My mathematics textbook lists the following example:
If $\ a,b,c\in ℝ\ $ and $\ a^2+b^2+c^2=1\ $ then the minimum and maximum value of $\ ab+bc+ca\ $ is:
(A) $\ \frac{1}{2}, 1\ $
(B) $\ 1, 4\ $
(C) $\ \frac{1}{2}, \frac{3}{2}\ $
(D) $\ -\frac{1}{2}, 1\ $
To which, it says:
Given, $\ a^2+b^2+c^2=1$
We know that $\ (a+b+c)^2\geq0\ $
$\ \implies a^2+b^2+c^2+2ab+2bc+2ca\geq0$
$\ \implies 1+2(ab+bc+ca)\geq0$
$\ \implies ab+bc+ca\geq\frac{-1}{2}$
Also, $\ (b-c)^2+(c-a)^2+(a-b)^2\geq0\ $
$\ \implies 2(a^2+b^2+c^2)-2(ab+bc+ca)\geq0$
$\ \implies 2(1)\geq2(ab+bc+ca)$
$\ \implies ab+bc+ca\leq1$
$\therefore\ $(D) $\ -\frac{1}{2}, 1\ $ is the correct answer.

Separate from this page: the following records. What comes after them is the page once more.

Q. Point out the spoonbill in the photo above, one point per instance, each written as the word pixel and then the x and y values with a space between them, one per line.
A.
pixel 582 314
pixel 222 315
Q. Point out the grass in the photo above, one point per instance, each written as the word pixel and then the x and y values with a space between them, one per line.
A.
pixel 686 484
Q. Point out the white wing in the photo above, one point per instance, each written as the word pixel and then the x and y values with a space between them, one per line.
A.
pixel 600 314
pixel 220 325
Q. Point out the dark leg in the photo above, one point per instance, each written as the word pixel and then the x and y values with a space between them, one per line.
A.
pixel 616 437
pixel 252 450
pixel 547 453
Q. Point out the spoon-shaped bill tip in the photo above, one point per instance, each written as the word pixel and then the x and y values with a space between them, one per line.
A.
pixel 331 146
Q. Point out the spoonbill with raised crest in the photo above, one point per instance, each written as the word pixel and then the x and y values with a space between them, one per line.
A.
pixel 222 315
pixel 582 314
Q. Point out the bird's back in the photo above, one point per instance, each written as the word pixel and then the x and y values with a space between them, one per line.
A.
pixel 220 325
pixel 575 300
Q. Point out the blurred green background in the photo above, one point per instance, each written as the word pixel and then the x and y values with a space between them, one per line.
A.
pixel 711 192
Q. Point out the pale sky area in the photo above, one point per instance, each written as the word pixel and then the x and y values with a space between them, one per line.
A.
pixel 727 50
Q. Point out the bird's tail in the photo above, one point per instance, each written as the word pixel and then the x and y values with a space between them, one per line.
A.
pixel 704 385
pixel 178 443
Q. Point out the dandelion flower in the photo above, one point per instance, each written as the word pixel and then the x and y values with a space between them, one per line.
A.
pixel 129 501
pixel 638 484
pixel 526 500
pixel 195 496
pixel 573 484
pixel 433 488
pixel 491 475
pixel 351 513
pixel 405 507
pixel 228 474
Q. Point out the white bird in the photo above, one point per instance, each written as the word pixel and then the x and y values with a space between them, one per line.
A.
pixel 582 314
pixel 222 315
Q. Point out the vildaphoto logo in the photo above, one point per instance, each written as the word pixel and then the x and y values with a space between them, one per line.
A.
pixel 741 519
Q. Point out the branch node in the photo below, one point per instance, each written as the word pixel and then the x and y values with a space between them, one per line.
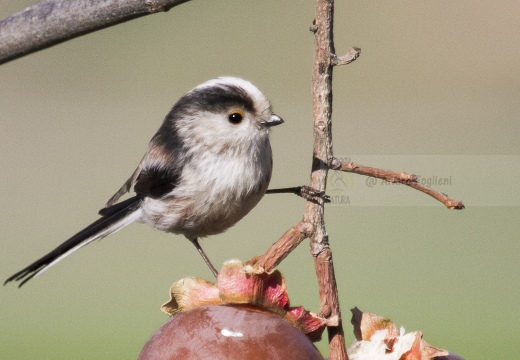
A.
pixel 351 55
pixel 334 163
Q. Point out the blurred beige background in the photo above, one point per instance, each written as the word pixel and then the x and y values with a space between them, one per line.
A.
pixel 437 83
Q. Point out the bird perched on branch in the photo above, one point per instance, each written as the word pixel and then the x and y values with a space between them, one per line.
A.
pixel 206 167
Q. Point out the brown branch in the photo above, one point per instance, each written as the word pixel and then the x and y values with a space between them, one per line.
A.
pixel 280 249
pixel 314 212
pixel 351 55
pixel 51 22
pixel 400 177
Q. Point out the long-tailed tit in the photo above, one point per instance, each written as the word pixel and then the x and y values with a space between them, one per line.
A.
pixel 206 167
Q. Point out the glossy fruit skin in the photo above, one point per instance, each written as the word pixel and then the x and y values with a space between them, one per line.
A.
pixel 228 333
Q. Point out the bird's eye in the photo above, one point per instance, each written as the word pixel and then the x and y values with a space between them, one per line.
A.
pixel 236 117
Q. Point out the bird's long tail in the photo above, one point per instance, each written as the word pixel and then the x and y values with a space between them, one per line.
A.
pixel 113 219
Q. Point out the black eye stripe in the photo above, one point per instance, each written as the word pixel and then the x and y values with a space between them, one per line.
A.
pixel 235 117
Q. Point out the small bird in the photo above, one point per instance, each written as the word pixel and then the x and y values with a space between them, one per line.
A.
pixel 207 166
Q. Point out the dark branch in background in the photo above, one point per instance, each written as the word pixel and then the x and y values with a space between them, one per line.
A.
pixel 54 21
pixel 51 22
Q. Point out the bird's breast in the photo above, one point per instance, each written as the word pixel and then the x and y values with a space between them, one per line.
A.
pixel 213 194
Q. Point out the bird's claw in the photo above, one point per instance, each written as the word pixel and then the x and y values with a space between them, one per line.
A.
pixel 312 194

However, I fail to understand how that puts us in the confidence that no other interval exists for $\ ab+bc+ca\ $. Simply put, just like simplifying $\ (a+b+c)^2\ $ and re-factoring $\ (b-c)^2+(c-a)^2+(a-b)^2\ $ yield two different inequality expressions, how do we know that factoring some other way won't result in an interval that might affect the maximum or minimum possible value?

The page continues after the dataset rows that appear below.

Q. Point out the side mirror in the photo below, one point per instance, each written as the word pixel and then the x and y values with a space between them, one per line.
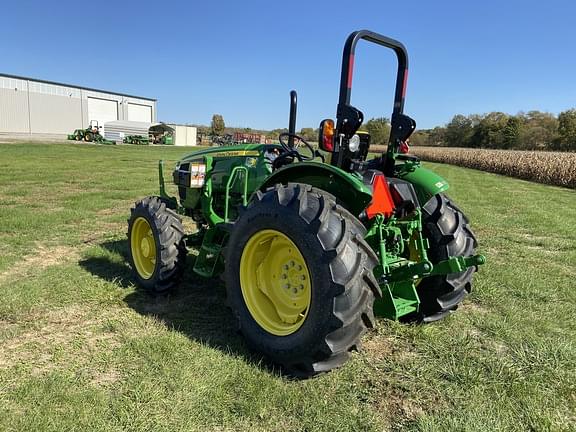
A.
pixel 326 135
pixel 349 120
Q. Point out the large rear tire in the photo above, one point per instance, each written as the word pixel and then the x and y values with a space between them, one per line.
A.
pixel 156 249
pixel 449 234
pixel 307 327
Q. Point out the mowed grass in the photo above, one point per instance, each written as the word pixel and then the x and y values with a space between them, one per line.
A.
pixel 81 348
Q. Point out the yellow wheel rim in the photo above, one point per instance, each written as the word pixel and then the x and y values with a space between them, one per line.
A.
pixel 143 246
pixel 275 282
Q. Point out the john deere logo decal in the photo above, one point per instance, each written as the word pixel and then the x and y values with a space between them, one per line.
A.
pixel 233 153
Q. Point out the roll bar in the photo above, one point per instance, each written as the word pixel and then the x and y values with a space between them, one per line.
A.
pixel 348 68
pixel 292 121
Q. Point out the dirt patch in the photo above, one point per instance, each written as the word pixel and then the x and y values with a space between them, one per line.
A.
pixel 43 257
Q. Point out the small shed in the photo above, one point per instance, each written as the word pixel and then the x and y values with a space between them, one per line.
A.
pixel 184 135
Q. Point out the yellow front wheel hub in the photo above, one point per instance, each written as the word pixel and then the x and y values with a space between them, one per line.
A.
pixel 143 247
pixel 275 282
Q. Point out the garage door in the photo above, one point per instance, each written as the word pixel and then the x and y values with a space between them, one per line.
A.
pixel 103 110
pixel 137 112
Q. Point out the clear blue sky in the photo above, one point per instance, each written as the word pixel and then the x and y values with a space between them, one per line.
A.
pixel 241 58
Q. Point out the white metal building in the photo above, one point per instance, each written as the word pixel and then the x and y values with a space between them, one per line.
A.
pixel 30 106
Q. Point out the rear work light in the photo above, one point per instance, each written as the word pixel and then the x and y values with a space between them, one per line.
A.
pixel 197 175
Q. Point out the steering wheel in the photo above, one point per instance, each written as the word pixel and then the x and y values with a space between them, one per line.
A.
pixel 292 152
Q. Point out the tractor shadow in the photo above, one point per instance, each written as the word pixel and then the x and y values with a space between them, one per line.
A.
pixel 196 308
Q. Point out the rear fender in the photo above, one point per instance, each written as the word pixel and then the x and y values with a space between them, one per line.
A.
pixel 426 183
pixel 348 188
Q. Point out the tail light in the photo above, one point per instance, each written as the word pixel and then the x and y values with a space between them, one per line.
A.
pixel 326 135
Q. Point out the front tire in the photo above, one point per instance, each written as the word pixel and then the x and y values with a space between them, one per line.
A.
pixel 157 252
pixel 333 261
pixel 449 234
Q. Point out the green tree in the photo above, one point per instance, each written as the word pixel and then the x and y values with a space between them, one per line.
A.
pixel 217 125
pixel 489 132
pixel 379 130
pixel 459 131
pixel 437 136
pixel 539 130
pixel 567 130
pixel 511 133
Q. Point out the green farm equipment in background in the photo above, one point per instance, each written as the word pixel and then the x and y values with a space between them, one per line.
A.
pixel 136 139
pixel 166 139
pixel 90 134
pixel 313 243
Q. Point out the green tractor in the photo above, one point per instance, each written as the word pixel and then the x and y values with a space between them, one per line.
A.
pixel 312 244
pixel 90 134
pixel 136 139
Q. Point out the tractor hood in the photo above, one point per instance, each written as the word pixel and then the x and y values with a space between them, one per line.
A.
pixel 230 151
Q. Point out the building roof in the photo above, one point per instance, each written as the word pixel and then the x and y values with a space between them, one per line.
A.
pixel 74 86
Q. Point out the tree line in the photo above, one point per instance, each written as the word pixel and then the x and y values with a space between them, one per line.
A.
pixel 532 130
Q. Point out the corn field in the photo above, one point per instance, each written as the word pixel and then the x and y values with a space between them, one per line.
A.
pixel 554 168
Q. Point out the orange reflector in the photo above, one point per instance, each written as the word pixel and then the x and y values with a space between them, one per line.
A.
pixel 327 135
pixel 381 198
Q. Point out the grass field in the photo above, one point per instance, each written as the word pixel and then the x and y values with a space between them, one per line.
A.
pixel 82 349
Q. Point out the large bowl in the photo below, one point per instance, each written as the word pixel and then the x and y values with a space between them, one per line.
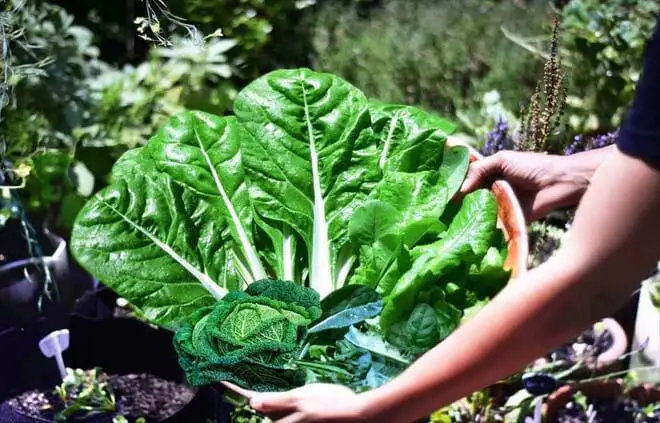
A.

Set $f(x,y,z)=xy+yz+zx.$ We know already that $$-\frac{1}{2}\le f(x,y,z) \le 1.$$
It suffices to find $(x,y,z)$ such that the values $-\frac{1}{2}$ and $1$ are obtained.
If $x=y=z,$ then the given constraint rewrites $$1=x^2+y^2+z^2=3x^2.$$ Also, $$f(x,x,x)=3x^2=1.$$ This maximal value is obtained in points $$\left(-\frac{1}{\sqrt3},-\frac{1}{\sqrt3},-\frac{1}{\sqrt3}\right) \quad\text{and} \quad \left(\frac{1}{\sqrt3},\frac{1}{\sqrt3},\frac{1}{\sqrt3}\right).$$
For the minimum, choose one variable nul and two others opposite (we want to obtain negative product), WLOG $$(x,y,z)=(x,-x,0).$$ Then $$1=x^2+y^2+z^2=2x^2$$ and $$f(x,-x,0)=-x^2=-\frac{1}{2}.$$